Os consórcios – três no total, um para cada área, com seus ônibus azuis, amarelos ou verdes – na verdade são formados pelas velhas empresas de sempre, antes organizadas no SETPS – Sindicato das Empresas de Transporte de Passageiros de Salvador, hoje organizadas na Integra. As mesmas empresas que operaram por décadas o serviço, sempre com a mesma liberdade para aumentar as tarifas e oferecer um serviço de péssima qualidade em troca, conforme mostra o artigo “Quando as contas não batem”.
A licitação atropelou tudo aquilo que a gente entende por planejamento urbano, e o contrato dela derivado foi assinado muito antes da elaboração do Plano Diretor (2016) e do Plano de Mobilidade (2018).

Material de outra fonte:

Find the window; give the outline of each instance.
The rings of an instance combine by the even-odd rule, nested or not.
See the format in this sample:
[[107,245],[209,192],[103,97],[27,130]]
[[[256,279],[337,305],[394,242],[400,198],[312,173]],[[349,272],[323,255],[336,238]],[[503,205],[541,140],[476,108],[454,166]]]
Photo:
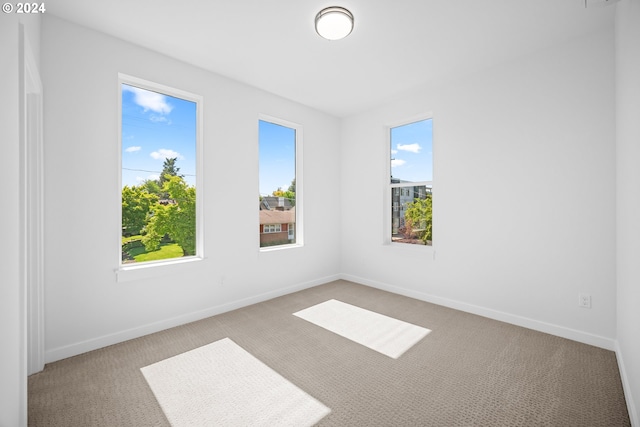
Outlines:
[[121,265],[202,257],[202,98],[120,75]]
[[389,147],[390,240],[431,245],[433,120],[424,119],[392,127]]
[[266,116],[258,121],[261,248],[302,244],[301,136],[299,125]]

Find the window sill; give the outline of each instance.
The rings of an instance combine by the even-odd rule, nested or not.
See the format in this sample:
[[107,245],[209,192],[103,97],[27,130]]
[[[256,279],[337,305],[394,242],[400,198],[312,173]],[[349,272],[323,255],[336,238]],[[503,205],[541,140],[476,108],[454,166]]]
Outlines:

Os estudos que deveriam embasá-lo, se é que existiram, não levaram em consideração a necessária integração com o metrô ao se calcular os custos da operação, não apresentaram um plano de transição modal (dos carros para o transporte coletivo), nem uma política de recuperação da demanda perdida devido à falta de capacidade de pagamento da parcela mais pauperizada da população (que sofre com restrições severas de mobilidade).
O contrato também não considerou os graves problemas de microacessibilidade, os de acessibilidade financeira, de segurança pública e muito menos levou em consideração que Salvador é um centro de uma metrópole. Por fim, não nos garantiu nenhum mecanismo de controle popular e transparência. Nem mesmo o Plano de Mobilidade aprovado anos depois pretendeu corrigir tais distorções. Enfim, foi um contrato baseado no cenário ideal para as empresas, pois não levou em consideração tudo isso que a cada dia tira receitas e usuários do sistema de transporte público.
Além do mais, foi um processo extremamente autoritário, conforme denunciava o coletivo Tarifa Zero Salvador desde 2013, e eu mesmo num artigo de 2014 chamado “25 anos de subordinação” (quem quiser saber o que foi prometido em 2014 e comparar com o que não foi entregue até 2019, recomendo a leitura). O que interessa destacar aqui é que não houve espaço para questionamentos, participação popular, para que fosse garantido que a contratação das empresas concessionárias tivesse por preocupação qualquer tipo de desenvolvimento (social, econômico ou ambiental).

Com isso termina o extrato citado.